CIA Director John Brennan said that if the next president ordered the CIA to resume waterboarding, he would resign, reports The Week.
Waterboarding was banned by President Obama in a 2009 executive order, but the order could theoretically be reversed by the next president.
It will be up to the CIA director and others in the spy agency to decide if they can carry out those orders "in good conscience," Brennan added, "and I can say that as long as I'm director of CIA, irrespective of what the president says, I'm not going to be the director of CIA that gives that order. They'll have to find another director."

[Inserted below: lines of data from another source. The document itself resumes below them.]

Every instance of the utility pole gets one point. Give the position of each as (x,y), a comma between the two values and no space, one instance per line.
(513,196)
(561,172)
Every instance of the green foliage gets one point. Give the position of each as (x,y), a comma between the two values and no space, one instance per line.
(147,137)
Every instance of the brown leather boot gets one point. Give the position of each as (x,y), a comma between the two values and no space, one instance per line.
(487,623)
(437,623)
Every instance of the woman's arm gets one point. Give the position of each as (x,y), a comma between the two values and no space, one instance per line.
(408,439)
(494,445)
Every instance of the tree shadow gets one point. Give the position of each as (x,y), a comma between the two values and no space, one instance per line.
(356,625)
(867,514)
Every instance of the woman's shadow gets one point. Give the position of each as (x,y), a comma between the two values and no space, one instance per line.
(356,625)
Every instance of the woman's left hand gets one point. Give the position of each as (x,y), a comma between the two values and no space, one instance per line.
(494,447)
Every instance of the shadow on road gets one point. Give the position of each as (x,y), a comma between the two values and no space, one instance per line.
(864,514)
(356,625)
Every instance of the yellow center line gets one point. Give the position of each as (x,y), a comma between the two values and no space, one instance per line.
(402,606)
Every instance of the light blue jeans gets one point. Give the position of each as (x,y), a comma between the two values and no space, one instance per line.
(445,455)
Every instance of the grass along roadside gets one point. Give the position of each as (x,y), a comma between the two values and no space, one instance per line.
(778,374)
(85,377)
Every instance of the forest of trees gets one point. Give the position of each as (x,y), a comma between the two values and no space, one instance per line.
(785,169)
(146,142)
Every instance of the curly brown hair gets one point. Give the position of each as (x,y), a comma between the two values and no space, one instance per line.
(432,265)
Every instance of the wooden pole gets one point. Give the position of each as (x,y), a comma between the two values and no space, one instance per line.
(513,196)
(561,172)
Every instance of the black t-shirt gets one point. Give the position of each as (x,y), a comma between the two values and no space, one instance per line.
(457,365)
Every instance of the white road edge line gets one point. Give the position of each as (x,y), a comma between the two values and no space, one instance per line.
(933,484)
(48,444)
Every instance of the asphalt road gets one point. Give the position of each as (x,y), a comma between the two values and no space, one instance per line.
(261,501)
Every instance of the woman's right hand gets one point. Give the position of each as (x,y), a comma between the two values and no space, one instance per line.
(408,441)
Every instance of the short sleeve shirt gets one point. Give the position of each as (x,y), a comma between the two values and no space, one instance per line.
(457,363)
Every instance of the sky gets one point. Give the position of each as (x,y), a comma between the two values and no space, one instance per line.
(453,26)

Brennan did not mention Donald Trump by name, but Trump has publicly endorsed the use of waterboarding and interrogation techniques "much tougher than waterboarding," while the other likely next president, Democrat Hillary Clinton, opposes waterboarding. Brennan suggested he would resign if President Trump ordered the CIA to waterboard not just for moral reasons but also practical ones, saying "you cannot establish cause and effect between the application of these [techniques] and credible information that came out of these individuals."
The origins of the post-9/11 torture practices at the CIA, which included waterboarding, were revealed earlier this month as the result of an ACLU lawsuit. The CIA hired James E. Mitchell and Bruce Jessen, Air Force Veterans without any expertise in interrogation, and spent $81 million to oversee the use of waterboarding, sleep deprivation, and other “enhanced interrogation techniques” in secret foreign prisons.